The press contact person for the group Jews for Racial Equality and Justice released a position statement on Feb. 9 that included the joint agreement of the American Council for Judaism, the Jewish Voice for Peace-New York City and IfNotNow NYC. Sophie Ellman-Golan, “a committed activist working on issues of racial and gender justice, queer liberation and police violence” and “is a proud member of the #JewishResistance,” informed the media that they are urging New York’s City Council to reject “anti-democratic buffer zone bills” that place restrictions on protests in the vicinity of houses of worship.”
Presenting themselves as “Jewish New Yorkers,” they further warn that the “proposed legislation threatens to erode free-speech protections.” They fear for the First Amendment. They specifically referred to Intros 0001 and 0175 proposed by Julie Menin, speaker of the City Council, and council member Eric Dinowitz.
Employing their chutzpah, they explain that it is a “strong, pluralistic democracy” that “creates the best conditions for the safety of all marginalized groups, including Jews.”
To their thinking, protests outside New York City synagogues were hosting “highly controversial and non-religious political events, at least one of which encouraged the illegal sale of Palestinian land, in violation of international law.” Therefore, in hosting “non-religious political events,” they become legitimate targets for demonstrations.
Three things irk me about their presentation.
The first is quite basic. The First Amendment states that: “Congress shall make no law … abridging freedom of speech.” The freedom these groups is not an unlimited and unrestricted one. As the U.S. courts have made clear, freedom of speech does not include the right to incite imminent lawless action (Brandenburg v. Ohio, 395 U.S. 444 [1969]). In the past two years, multiple demonstrations have occurred at synagogues, and all of them have been threatening, verbally and physically. Imminent injury or worse is a staple of these actions and, thereby, are lawless.

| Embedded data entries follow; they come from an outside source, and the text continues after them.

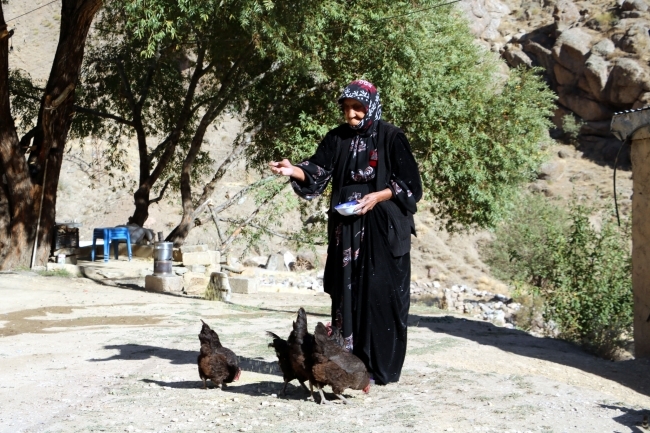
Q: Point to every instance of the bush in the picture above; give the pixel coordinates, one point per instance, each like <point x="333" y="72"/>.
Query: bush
<point x="583" y="274"/>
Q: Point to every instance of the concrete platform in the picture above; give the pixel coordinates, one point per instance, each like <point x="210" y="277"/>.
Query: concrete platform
<point x="113" y="269"/>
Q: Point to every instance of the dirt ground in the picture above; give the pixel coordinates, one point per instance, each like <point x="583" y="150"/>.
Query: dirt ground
<point x="76" y="355"/>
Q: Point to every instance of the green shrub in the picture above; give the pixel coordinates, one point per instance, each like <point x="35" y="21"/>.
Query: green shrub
<point x="571" y="127"/>
<point x="583" y="274"/>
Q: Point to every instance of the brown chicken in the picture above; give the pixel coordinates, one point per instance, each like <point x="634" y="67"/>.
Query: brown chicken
<point x="335" y="366"/>
<point x="217" y="363"/>
<point x="282" y="352"/>
<point x="301" y="344"/>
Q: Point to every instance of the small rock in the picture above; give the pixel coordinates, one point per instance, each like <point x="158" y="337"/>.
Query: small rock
<point x="634" y="5"/>
<point x="603" y="48"/>
<point x="199" y="269"/>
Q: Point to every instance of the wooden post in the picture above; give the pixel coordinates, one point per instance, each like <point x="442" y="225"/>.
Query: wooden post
<point x="640" y="153"/>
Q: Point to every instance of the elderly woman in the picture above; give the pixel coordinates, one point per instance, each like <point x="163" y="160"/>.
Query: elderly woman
<point x="368" y="267"/>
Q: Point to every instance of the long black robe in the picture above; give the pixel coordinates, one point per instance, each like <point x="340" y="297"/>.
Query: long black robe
<point x="368" y="268"/>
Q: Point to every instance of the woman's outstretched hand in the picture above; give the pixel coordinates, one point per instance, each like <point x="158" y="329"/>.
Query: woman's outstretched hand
<point x="370" y="200"/>
<point x="284" y="168"/>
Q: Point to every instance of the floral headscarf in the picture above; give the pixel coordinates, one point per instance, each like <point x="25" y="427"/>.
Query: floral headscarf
<point x="366" y="93"/>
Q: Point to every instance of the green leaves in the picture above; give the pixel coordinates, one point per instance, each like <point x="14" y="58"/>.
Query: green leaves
<point x="582" y="273"/>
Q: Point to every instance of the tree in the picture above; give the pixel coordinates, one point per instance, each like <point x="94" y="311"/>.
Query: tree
<point x="281" y="65"/>
<point x="30" y="166"/>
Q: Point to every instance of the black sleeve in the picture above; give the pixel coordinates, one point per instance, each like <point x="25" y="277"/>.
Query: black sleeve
<point x="405" y="176"/>
<point x="318" y="169"/>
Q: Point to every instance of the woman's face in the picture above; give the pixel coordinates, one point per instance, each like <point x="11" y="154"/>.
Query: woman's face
<point x="354" y="111"/>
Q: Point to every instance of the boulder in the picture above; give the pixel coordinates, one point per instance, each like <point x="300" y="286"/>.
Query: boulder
<point x="634" y="5"/>
<point x="603" y="48"/>
<point x="484" y="16"/>
<point x="584" y="107"/>
<point x="245" y="286"/>
<point x="596" y="72"/>
<point x="551" y="170"/>
<point x="601" y="129"/>
<point x="563" y="76"/>
<point x="636" y="39"/>
<point x="566" y="11"/>
<point x="197" y="258"/>
<point x="543" y="55"/>
<point x="156" y="283"/>
<point x="218" y="287"/>
<point x="625" y="82"/>
<point x="558" y="116"/>
<point x="516" y="57"/>
<point x="275" y="262"/>
<point x="571" y="49"/>
<point x="642" y="101"/>
<point x="611" y="150"/>
<point x="195" y="283"/>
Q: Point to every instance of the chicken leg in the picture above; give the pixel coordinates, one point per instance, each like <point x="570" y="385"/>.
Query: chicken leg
<point x="340" y="396"/>
<point x="323" y="400"/>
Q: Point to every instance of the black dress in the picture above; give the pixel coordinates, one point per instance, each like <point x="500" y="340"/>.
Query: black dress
<point x="368" y="267"/>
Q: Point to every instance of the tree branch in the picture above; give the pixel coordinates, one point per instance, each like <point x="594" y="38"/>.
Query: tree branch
<point x="162" y="193"/>
<point x="170" y="142"/>
<point x="242" y="192"/>
<point x="27" y="138"/>
<point x="238" y="230"/>
<point x="151" y="70"/>
<point x="98" y="113"/>
<point x="127" y="85"/>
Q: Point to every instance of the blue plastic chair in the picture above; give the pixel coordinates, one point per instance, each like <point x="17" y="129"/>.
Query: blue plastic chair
<point x="114" y="235"/>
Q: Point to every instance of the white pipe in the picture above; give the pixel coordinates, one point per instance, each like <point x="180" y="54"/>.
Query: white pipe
<point x="40" y="212"/>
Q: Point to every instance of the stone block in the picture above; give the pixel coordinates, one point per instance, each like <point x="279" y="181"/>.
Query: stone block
<point x="172" y="283"/>
<point x="246" y="286"/>
<point x="215" y="256"/>
<point x="219" y="287"/>
<point x="275" y="262"/>
<point x="209" y="270"/>
<point x="625" y="82"/>
<point x="194" y="249"/>
<point x="195" y="283"/>
<point x="70" y="268"/>
<point x="199" y="269"/>
<point x="571" y="49"/>
<point x="197" y="258"/>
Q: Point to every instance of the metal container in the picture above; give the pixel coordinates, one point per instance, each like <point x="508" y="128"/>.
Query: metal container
<point x="162" y="267"/>
<point x="162" y="251"/>
<point x="162" y="258"/>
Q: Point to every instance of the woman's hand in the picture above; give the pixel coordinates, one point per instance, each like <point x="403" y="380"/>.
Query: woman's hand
<point x="369" y="201"/>
<point x="285" y="168"/>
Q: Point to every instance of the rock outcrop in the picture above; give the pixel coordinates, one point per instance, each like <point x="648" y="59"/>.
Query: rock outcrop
<point x="594" y="53"/>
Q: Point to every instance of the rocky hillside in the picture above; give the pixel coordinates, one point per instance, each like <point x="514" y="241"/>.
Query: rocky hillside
<point x="594" y="54"/>
<point x="514" y="29"/>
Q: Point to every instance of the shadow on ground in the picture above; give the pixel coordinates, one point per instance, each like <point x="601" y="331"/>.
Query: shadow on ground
<point x="630" y="418"/>
<point x="632" y="374"/>
<point x="139" y="352"/>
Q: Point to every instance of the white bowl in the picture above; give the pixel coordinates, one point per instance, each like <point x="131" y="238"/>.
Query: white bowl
<point x="347" y="209"/>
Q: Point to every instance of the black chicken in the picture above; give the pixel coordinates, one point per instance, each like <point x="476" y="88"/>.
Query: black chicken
<point x="301" y="344"/>
<point x="335" y="366"/>
<point x="282" y="352"/>
<point x="217" y="363"/>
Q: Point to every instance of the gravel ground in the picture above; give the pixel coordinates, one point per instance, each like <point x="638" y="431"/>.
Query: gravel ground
<point x="80" y="356"/>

Secondly, the regulations deal with buffer zones. The protests are not banned. They are required to be held at a distance from the institution. I personally do not think that 25 yards should be the line of prohibition; it isn’t enough. At the very least, across the street and 50 yards away should be the “line in the sand.” Bullhorns make enough noise to be heard even from a distance of 100 yards. Signs and banners are visible at that distance. What is at stake is preventing the rushing of people attending such events and harm being caused by providing the police with the needed buffer space.

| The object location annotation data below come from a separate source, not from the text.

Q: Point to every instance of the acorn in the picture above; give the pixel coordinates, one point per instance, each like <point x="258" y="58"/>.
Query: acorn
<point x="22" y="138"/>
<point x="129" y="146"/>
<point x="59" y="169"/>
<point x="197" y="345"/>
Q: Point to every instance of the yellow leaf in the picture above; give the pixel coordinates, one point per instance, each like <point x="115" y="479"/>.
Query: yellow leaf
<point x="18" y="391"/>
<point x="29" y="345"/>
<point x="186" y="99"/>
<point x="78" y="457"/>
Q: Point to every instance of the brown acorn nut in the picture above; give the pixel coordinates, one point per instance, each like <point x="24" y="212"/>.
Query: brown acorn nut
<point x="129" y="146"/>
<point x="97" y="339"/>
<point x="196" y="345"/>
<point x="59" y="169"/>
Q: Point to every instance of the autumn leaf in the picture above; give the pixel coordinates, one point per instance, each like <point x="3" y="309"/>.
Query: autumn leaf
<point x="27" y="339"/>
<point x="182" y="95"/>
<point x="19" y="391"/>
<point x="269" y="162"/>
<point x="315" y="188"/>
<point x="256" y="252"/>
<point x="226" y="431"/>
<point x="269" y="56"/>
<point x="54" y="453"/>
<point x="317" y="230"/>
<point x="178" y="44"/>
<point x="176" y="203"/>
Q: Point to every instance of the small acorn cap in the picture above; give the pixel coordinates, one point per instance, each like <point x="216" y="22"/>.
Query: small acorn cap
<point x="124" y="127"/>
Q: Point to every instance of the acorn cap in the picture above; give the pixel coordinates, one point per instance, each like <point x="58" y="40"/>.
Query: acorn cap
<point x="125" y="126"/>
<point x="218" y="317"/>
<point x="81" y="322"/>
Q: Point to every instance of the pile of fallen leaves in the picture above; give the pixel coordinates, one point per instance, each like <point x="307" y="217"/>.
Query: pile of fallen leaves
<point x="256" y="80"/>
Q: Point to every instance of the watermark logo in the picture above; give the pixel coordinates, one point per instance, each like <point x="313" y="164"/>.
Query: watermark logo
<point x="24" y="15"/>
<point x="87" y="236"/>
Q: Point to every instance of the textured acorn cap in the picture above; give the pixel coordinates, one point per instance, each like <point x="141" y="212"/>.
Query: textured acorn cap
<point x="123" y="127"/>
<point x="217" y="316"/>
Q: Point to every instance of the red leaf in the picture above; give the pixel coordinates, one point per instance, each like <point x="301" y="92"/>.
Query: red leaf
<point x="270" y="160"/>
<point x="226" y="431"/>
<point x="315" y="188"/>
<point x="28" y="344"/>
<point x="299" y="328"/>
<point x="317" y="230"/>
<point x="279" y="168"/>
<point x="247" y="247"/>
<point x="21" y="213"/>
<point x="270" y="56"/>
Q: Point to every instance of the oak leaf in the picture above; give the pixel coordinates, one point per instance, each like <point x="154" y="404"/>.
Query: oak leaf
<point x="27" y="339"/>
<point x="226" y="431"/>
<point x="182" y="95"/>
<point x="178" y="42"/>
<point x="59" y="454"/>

My third point is that attempting to portray the selling of property in Israel as not bound up with religious obligations of Jews to live in their national homeland is promoting a travesty of Judaism. The Torah and the other books of Tanach make it very clear that these anti-Zionist groups are making a false presentation. Rabbinical writings over the past two millennia also consider dwelling in the Land of Israel a commandment. The Jewishness of these groups rings hollow.
What they are doing is substituting their liberal progressivism for genuine Jewish values. Essentially, it is they who are making religious events fodder for their own politics. Moreover, the results of their shared activities with pro-Palestine Arabs groups and other radical cadres are simply to increase the danger to Jews and the need for those buffer laws.
What should be obvious is that they are consciously and purposefully seeking situations in which what is endangered is not anyone’s freedom of speech, but the right to life and liberty, and the right that property be protected. I am further unhappy with the buffer laws, if only because they can be seen as returning Jews to some sort of a “ghetto”—mentally, psychologically and physically.
The coalition of these antagonistic groups is downtrodden Jews. They prefer that some vague “freedom,” as they seek to define it, would take preference over the very expected danger that Jews will suffer. They don’t aim to protect an exalted liberty of “freedom of speech,” but, rather, to continue generating a hate-filled and false anti-Jewish narrative that must be done through “‘resistance,” which in leftist circles is a euphemism for violence of some sort.
Yet there is one more point in their opposition to the buffer laws that does not irk me. Eventually, as happened throughout Jewish history, those Jews in the forefront of anti-Jewish policies through their choice of political errors will fall victim to the hate and violence they motivate by lending their support to antisemitism. Ultimately, they, too, will feel the pain and forever be shamed.